Ci risiamo.

Un nuovo presunto caso di violenza sessuale che avrebbe come vittima una donna.

Una ragazza.

Ancora con uso della cosiddetta droga dello stupro. 

Questa volta, però, ad essere accusato non è Muhammadu, immigrato nigeriano più o meno clandestino. Né Marco, militare dell’Arma.

Non è Cristiano stella della squadra calcistica rivale, né Ciro ragazzotto sfigato dell’hinterland napoletano.

Questa volta ad essere accusato è M.P. All’inizio circolano solo le iniziali e poche altre informazioni: imprenditore della ristorazione sorrentina. Sui social si ingoia la notizia e si resta in attesa. Si sbircia qua e là alla ricerca di quel nome. Sperando almeno che M.P. sia stabiese, torrese, puteolano, giuglianese. Insomma di qualche cazzo di posto  diverso da uno dei Comuni della Penisola sorrentina.

Invece M.P. è dei nostri. Famiglia conosciuta e rispettata. Famiglia per bene. Ognuno di noi ne conosce almeno un fratello, una sorella, un nipote o una nipote.

Sui social scende la frustrazione. Le dita in attesa di postare commenti al vetriolo, vengono improvvisamente ritratte.

Chi già aveva il messaggio pronto con proposta di castrazione chimica o di ergastolo o di pena di morte è costretto a cancellare. Furtivamente ci si gira dall’altra parte. Persino le Bonino di casa nostra buttano le loro scarpette rosse, ancora fresche di parata del 25 novembre, per dedicarsi ad altro. Il cacagiudizi di turno ricorda infine che…

…si devono attendere i processi.

Certo e magari anche gli appelli, le Cassazioni, le Corti di Giustizia Europea, i Tribunale Internazionali dei diritti dell’uomo e, perché no, anche Colui che un giorno verrà per giudicare i vivi e morti. E forse anche allora ci sarà da ridire.

Perché M.P. non è Mohammadu, Marco, Cristiano o Ciro. M.P. è uno dei nostri. Merita tutte le garanzie ed il rispetto di questo mondo. Come è giusto che sia, per carità, ma perché gli altri no?

Perché invece Mohammadu, Marco, Cristiano e Ciro devono finire sulla gogna?

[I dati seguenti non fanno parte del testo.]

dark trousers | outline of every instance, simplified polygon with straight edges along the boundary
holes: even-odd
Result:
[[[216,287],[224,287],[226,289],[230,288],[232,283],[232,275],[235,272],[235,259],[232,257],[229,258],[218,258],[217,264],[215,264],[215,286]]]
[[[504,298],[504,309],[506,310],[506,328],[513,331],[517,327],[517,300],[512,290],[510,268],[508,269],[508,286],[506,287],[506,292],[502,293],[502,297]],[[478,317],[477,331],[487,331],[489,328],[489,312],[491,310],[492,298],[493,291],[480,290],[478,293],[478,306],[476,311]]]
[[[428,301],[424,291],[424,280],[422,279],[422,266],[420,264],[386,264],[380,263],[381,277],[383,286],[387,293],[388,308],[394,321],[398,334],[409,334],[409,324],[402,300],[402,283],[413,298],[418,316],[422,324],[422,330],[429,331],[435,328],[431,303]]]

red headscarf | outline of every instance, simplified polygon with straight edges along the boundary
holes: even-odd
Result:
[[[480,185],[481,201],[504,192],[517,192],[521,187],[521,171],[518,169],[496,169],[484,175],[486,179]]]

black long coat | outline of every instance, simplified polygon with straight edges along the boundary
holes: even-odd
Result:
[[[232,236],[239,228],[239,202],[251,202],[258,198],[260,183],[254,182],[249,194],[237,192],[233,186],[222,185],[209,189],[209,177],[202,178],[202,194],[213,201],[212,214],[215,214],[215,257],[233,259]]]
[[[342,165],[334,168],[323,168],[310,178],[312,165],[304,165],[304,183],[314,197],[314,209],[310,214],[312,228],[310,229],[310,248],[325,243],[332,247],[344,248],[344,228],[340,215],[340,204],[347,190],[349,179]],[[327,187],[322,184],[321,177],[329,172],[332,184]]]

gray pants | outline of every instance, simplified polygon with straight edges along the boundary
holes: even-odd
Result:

La riposta è una sola: perché siamo un paese di pecoroni. Talmente pecoroni che riusciamo ad esserlo anche sulla tastiera.

Allora che si fa?

Meglio dirottarsi su Luigi, vicepremier con il papà che fa casini nell’edilizia. O su Danilo, Ministro che spara cazzate a giorni alterne. O Matteo, anche lui vice-premier con il tic della sboroneria.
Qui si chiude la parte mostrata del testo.